In this episode of Stillness in the Storms, host Steven Webb explores the profound impact of returning to your breath. He discusses the simplicity of this form of meditation and its ability to instill calmness in the body and mind. Webb shares personal experiences, from moments of stress to a time in intensive care, highlighting the power of the breath as a gateway to mindfulness. He delves into the symbolic and deeply philosophical aspects of breath, emphasizing its universal nature and connection to life itself. Join us as we delve into the significance of this simple act and its potential for deep insight and personal growth.



Hello and welcome to this week's podcast. I'm Steven Webb, your host, and this is Stillness in the Storms. I want to talk about returning to your breath and it's the simplest form of meditation and just, ah, I'm breathing in, I'm breathing out, but does it really lead to a profound insight? Does it really calm the body? Does it really have a massive impact on your life Say, you're going through some real trouble or is it just a bit of hocus pocus? Is it a little bit of a woolly kind of thing? Just returning to your breath Seems so simple, yeah, is it? That's what we're going to talk about on today's podcast, so welcome. But just before we get started on that, I just want to say thank you to all my supporters, thank you to everybody that donates and again, really deeply appreciate you guys. It makes a big difference and thank you for sharing the podcast and thank you for leaving a review. I got a review on my inner peace meditations podcast and it just said you've changed my life profoundly, and it was like I read it I was like, oh, I want to run away. I can't do that. That's not me. But I just I sat with it, I sat by breath and was like okay, thank you. So if you feel like leaving a review, it makes a big difference. So, thank you. So if that's my ask this week, leave a review. That would be awesome. You know, it tells other people where to go if they need a little bit of inner peace when they need it most.

Let's get on with today's topic.

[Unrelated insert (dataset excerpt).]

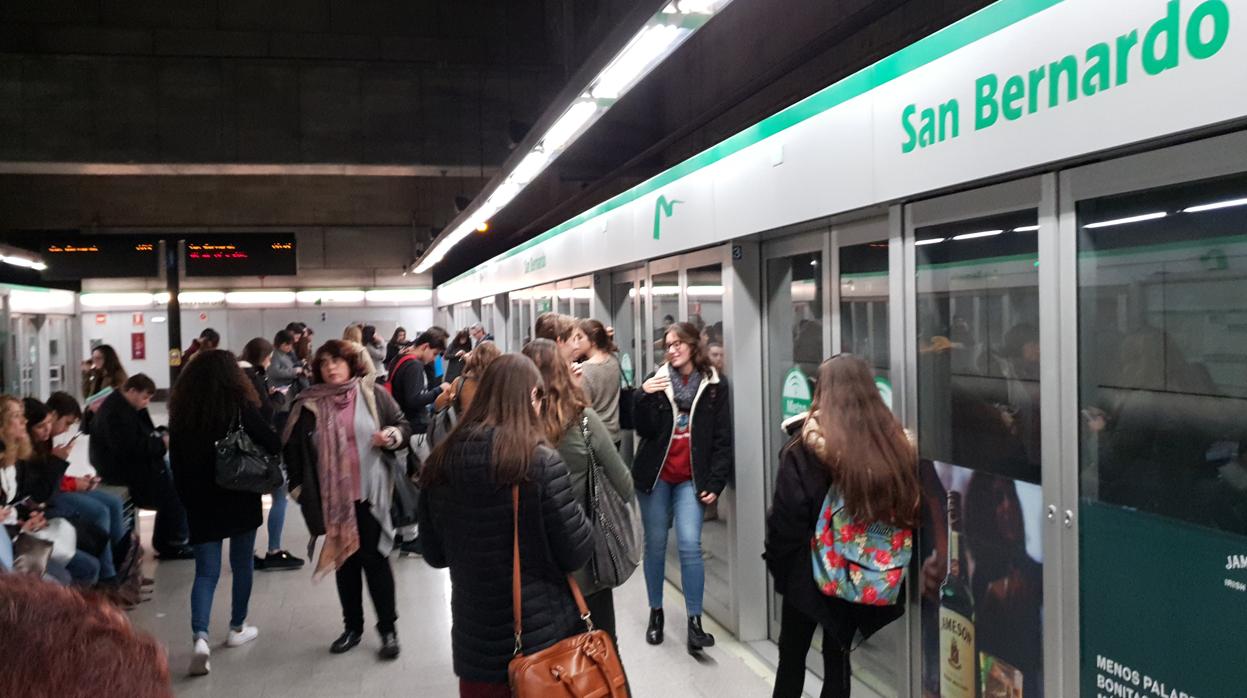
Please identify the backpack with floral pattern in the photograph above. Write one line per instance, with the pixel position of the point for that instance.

Today's topic is returning to the breath, and this is my go to meditation. I don't even call it a meditation, I don't even go down that route. To be quite honest, like if I'm really struggling, whether I'm sat in a council meeting, whether I'm stuck in traffic on the way down the hill, or I'm stuck underneath a bridge when it's raining and I'm feeling myself getting stressed out, or I find myself mindfully just, I find myself mindlessly wandering around I just okay, let's breathe. I just take a few deep breaths and, to be quite honest, they're not even deep breaths. I just take breaths because my body knows how to breathe. I don't really need to get involved. My body's I say this in my meditations. My body's been breathing for I don't know 52 years and every time I get involved I mess it up. So I allow my body right now I'm talking to you my body's breathing in and out. It's putting me off now that I'm thinking about it, but in and out the words. It knows when to breathe, it knows how deep to breathe, it knows so I don't need to get involved. So if taking deep breaths or slow breaths help and they sometimes do the box breathing 4-4-4-4.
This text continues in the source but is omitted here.